As the friendly neighbourhood puja now concentrates on also being eco-friendly, it has taken on the challenge to keep at bay such harmful forces as plastic materials, synthetic paints and anything that is not biodegradable.

The D-Block Durga Puja in the south Delhi locality of CR Park proudly proclaims that it has “continued with tradition of constructing a completely eco-friendly pandal for the last 18 years”.

Debajyoti Basuroy, one of those volunteering for the organisation committee, says, “We have replaced plastic decorations with recycled mesh paper decorations. We consciously try to avoid thermocol and metal and instead use biodegradable materials such as hay, clay pots, jute, etc.”

Another volunteer, Anshuman Sengupta, points to the initiative the D-Block Puja is taking to save paper.

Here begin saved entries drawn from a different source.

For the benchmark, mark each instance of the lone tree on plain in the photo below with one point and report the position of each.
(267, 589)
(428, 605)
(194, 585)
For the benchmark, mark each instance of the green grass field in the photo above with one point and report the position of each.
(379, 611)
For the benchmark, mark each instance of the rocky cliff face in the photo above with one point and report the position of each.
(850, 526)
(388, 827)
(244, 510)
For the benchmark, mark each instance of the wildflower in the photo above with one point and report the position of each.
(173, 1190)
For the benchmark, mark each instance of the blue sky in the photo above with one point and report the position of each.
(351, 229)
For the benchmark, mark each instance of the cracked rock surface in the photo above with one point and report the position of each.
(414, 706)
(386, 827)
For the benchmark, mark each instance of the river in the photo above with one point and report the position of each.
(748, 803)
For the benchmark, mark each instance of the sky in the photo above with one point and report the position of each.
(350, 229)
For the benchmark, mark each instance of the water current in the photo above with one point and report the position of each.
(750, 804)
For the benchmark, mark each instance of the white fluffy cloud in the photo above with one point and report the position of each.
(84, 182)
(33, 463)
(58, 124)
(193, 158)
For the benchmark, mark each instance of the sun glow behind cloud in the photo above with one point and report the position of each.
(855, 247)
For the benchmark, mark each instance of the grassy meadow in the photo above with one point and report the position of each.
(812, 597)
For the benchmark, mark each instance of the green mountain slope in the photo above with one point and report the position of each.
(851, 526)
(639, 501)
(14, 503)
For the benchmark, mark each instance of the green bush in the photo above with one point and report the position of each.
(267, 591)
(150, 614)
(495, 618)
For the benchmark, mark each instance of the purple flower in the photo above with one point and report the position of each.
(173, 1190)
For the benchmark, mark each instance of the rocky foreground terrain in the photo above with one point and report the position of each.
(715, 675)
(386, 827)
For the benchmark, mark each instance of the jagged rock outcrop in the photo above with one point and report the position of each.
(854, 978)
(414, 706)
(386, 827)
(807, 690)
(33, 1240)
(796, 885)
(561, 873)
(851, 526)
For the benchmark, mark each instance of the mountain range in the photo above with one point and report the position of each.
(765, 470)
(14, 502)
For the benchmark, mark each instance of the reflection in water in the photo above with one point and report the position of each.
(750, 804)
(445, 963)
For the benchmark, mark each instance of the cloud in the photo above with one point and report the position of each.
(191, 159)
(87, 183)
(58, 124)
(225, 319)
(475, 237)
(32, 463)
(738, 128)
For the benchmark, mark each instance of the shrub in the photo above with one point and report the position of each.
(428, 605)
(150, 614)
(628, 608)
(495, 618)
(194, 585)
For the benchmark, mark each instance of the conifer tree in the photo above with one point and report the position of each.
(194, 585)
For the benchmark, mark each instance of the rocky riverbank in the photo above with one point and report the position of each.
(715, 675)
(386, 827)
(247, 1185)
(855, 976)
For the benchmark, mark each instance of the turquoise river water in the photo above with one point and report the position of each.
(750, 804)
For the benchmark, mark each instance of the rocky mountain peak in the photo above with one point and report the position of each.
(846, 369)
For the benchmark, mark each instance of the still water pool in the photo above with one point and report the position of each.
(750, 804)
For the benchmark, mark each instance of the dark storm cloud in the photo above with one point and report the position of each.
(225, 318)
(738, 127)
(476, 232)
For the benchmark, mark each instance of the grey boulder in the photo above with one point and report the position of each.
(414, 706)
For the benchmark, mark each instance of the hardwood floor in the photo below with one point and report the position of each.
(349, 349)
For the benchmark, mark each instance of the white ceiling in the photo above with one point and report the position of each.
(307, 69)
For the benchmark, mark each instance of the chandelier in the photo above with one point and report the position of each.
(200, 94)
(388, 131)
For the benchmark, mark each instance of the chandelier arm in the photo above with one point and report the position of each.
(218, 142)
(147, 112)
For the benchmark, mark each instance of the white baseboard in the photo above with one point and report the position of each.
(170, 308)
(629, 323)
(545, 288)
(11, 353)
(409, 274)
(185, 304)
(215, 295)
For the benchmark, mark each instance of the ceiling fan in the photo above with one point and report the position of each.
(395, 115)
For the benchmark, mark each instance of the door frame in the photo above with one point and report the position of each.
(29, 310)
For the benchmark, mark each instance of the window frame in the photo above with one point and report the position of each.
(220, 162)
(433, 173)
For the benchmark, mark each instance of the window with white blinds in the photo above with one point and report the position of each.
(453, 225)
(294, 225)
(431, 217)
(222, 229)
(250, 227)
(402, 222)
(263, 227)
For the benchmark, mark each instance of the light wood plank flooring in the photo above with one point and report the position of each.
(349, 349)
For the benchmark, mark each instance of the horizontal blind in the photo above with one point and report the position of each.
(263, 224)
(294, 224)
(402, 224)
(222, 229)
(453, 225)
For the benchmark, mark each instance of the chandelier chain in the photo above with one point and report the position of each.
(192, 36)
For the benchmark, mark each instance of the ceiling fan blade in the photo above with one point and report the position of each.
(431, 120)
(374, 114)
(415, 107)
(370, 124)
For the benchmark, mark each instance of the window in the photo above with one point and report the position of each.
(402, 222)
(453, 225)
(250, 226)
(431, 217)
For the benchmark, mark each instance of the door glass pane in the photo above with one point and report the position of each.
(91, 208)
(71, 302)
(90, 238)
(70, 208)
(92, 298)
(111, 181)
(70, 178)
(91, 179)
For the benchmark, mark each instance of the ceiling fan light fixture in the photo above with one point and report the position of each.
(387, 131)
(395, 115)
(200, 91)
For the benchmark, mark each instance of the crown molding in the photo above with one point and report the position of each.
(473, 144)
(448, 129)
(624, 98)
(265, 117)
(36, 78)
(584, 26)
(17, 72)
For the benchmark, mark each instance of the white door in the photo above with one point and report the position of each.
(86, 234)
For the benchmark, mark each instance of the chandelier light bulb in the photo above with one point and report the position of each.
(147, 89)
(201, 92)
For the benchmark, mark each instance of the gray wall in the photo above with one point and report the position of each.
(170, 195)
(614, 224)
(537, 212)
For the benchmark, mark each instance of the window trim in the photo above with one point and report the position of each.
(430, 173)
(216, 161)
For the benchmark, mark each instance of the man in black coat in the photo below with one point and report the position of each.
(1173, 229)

“We have converted 80 % of all our creatives, print advertisements, commercials and publicity prints to digital media by using LED/LCD screens. This way, we have reduced our carbon footprint considerably,” he says.

“These initiatives are in keeping with the spirit of Durga Puja. The festival symbolises the triumph of good over evil and we are here trying to respect the goodness of nature and be environmentally responsible,” adds Sengupta.

Puja pandals are offering free wifi to the visitors by making it a wifi-zone.

In east Delhi, Vasundhra Enclave Durga Puja which completes 25 years this year has installed free wifi zone for the visitors along with special focus to eco-friendly idols and pandals.

A much-talked about step towards sparing water bodies the tide of inevitable pollutants that accompany an immersion was CR Park’s B Block construction of a tank on the Puja ground itself for the ritual of ‘Bisharjan’,or bidding adieu to the Goddess for another year.